Volume XVII, Issue 29 # July 16 - July 22, 2009

Spotlight on Art

July 17 thru 20

Warren’s Color Flowers

Spotlight on Art

by Sandra Olivetti Martin

You’ve read it right. Marion Warren had a fling with color.

We know Warren as the grand master of black-and-white photography. Like all the great photographers of his era, Warren — who died in his adopted city of Annapolis in 2006, at the age of 86 — showed the world so clearly that color seemed frippery.

Warren learned his craft in his native Missouri, St. Louis and the hardscrabble countryside of the Depression. He perfected his art in World War II. But for more than half his life, Maryland was his subject. Nobody could catch Chesapeake Bay better than he did.

He shot in black and white of necessity, in the beginning, but he made many virtues of it. For one, he knew he was making history as it would be read a few years down the road. Black and white, a medium now obsolete, is code for all we’ve lost. The medium is colored with poignancy.

But Warren also had some fun with color. He had nothing against it, but he couldn’t make a colored picture with the darkroom control he exerted over black and white. Late in his life, he played with new-tech color master Richard Olsenius, who digitalized Warren’s archive, including making satisfactory prints of some of Warren’s color work.

So color, perhaps.
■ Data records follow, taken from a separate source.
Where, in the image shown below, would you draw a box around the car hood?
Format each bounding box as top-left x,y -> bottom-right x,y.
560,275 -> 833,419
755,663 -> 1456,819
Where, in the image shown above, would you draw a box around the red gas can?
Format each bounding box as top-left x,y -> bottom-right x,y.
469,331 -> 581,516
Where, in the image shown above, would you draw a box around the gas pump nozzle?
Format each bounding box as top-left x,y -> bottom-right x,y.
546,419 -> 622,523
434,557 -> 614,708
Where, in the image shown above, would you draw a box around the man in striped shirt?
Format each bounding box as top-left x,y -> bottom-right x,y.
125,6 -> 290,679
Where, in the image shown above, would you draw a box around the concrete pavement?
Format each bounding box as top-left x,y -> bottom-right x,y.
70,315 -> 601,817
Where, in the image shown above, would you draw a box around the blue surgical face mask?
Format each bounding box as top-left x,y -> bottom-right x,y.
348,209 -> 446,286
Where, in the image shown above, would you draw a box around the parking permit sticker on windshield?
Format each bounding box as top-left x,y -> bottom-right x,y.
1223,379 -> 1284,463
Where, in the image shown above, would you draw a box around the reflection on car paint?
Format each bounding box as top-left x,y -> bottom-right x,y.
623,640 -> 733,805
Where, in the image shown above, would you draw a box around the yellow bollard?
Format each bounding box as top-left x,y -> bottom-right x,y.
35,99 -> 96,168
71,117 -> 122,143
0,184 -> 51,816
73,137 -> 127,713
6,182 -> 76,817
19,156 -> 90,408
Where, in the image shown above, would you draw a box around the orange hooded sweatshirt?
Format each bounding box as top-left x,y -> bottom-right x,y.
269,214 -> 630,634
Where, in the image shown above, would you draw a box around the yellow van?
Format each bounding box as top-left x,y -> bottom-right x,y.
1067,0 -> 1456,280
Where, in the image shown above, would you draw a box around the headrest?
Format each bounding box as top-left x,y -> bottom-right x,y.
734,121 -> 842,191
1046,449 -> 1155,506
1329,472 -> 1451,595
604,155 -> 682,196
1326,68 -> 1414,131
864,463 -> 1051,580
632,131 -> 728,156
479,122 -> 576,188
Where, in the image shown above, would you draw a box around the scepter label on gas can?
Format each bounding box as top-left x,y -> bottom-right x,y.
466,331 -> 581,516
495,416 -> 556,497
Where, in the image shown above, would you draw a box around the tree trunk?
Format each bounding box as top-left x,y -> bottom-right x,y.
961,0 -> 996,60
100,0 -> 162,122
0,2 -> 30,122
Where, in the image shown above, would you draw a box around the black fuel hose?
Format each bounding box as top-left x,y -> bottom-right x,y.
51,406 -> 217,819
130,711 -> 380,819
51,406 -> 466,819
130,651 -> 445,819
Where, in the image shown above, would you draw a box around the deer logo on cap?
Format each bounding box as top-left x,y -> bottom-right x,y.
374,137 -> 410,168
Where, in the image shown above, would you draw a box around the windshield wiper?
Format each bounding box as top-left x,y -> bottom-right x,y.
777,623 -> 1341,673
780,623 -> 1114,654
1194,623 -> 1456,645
But flowers?

Yes, Marion Warren was lured into the garden.

In 1972, Alice Trowbridge Strong engaged him to photograph her Annapolis garden on Whitehall Creek near the Chesapeake Bay so that when she could no longer enjoy its beauty in person, she could savor it in a photo album.

Now those close-up flower portraits have been reprinted in weather-proof panels of three sizes by Joanie Surette — Warren’s friend and colleague and managing partner of M.E.Warren Photography — and Sally Wern Comport, who pioneered large, lasting outdoors images for Annapolis Art Walk. At Homestead where Warren hoped to show them, his flower portraits will steal your heart.

Business hours daily with reception 8-10pm Fri @ Homestead Gardens, Davidsonville. free unless you buy: 410-991-0264.
Afterward, the flower portraits return to American Landscape Gallery, 419 4th St., Eastport.